This is v2 of a project examining neural sequence models for token-level translation quality estimation.
There are several different setups contained in this repo, we make no guarantees about anything.
Download WMT 16 QE data Download WMT 17 QE data
Apply BPE segmentation to data (see below)
Create vocabularies
We use a large dataset to learn the BPE segmentation jointly for the language pair.
IMPORTANT: the WMT QE task generates tags based upon case-insensitive TER alignment, therefore all data should be lowercased if your goal is to get the best performance on the WMT tasks.

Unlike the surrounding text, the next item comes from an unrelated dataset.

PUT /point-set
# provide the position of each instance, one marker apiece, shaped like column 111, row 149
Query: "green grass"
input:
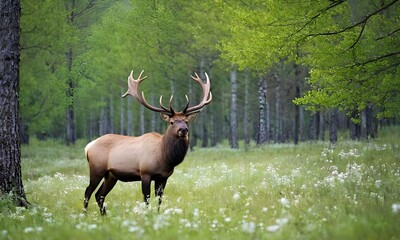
column 309, row 191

export SUBWORD_NMT=/home/chris/projects/subword_nmt
export BPE_CODES=/media/1tb_drive/parallel_data/en-de/chris_en-de_big_corpus/train/bpe_20000_corpus/all_text_both_EN_and_DE.20000.bpe.codes
export QE_DATA=/media/1tb_drive/Dropbox/data/qe/wmt_2016
# map train
python $SUBWORD_NMT/apply_bpe.py -c $BPE_CODES < $QE_DATA/train/train.src > $QE_DATA/train/train.src.bpe
python $SUBWORD_NMT/apply_bpe.py -c $BPE_CODES < $QE_DATA/train/train.mt > $QE_DATA/train/train.mt.bpe
python $SUBWORD_NMT/apply_bpe.py -c $BPE_CODES < $QE_DATA/train/train.pe > $QE_DATA/train/train.pe.bpe
# map dev
python $SUBWORD_NMT/apply_bpe.py -c $BPE_CODES < $QE_DATA/dev/dev.src > $QE_DATA/dev/dev.src.bpe
python $SUBWORD_NMT/apply_bpe.py -c $BPE_CODES < $QE_DATA/dev/dev.mt > $QE_DATA/dev/dev.mt.bpe
python $SUBWORD_NMT/apply_bpe.py -c $BPE_CODES < $QE_DATA/dev/dev.pe > $QE_DATA/dev/dev.pe.bpe
# map test
python $SUBWORD_NMT/apply_bpe.py -c $BPE_CODES < $QE_DATA/test/test.src > $QE_DATA/test/test.src.bpe
python $SUBWORD_NMT/apply_bpe.py -c $BPE_CODES < $QE_DATA/test/test.mt > $QE_DATA/test/test.mt.bpe
python $SUBWORD_NMT/apply_bpe.py -c $BPE_CODES < $QE_DATA/test/test.pe > $QE_DATA/test/test.pe.bpe
Create the extended tag vocabularies, and map the tags to the subword segmentation of the MT hypotheses
export QE_DATA=/media/1tb_drive/Dropbox/data/qe/wmt_2016
# train
python scripts/split_labels_by_subword_segmentation.py -t $QE_DATA/train/train.mt.bpe < $QE_DATA/train/train.tags > $QE_DATA/train/train.tags.mapped
# dev
python scripts/split_labels_by_subword_segmentation.py -t $QE_DATA/dev/dev.mt.bpe < $QE_DATA/dev/dev.tags > $QE_DATA/dev/dev.tags.mapped
# test
python scripts/split_labels_by_subword_segmentation.py -t $QE_DATA/test/test.mt.bpe < $QE_DATA/test/test_words.tags > $QE_DATA/test/test.tags.mapped
Create vocabulary dicts for source, target, and tags
# Create dicts for source and target
export MT_DATA_DIR=/media/1tb_drive/parallel_data/en-de/chris_en-de_big_corpus/train/bpe_20000_corpus/
python scripts/create_vocabulary_indexes.py -s $MT_DATA_DIR/all_text.en-de.en.bpe.shuf -t $MT_DATA_DIR/all_text.en-de.de.bpe.shuf -v 25500 -o $MT_DATA_DIR -sl en -tl de
# INFO:__main__:Source Vocab size: 24273
# INFO:__main__:Target Vocab size: 24182
We can reuse vocabularies created for the same language pairs in MT experiments, for example. QE training datasets are pretty small, so reusing indices from larger datasets will probably generalize better to test data.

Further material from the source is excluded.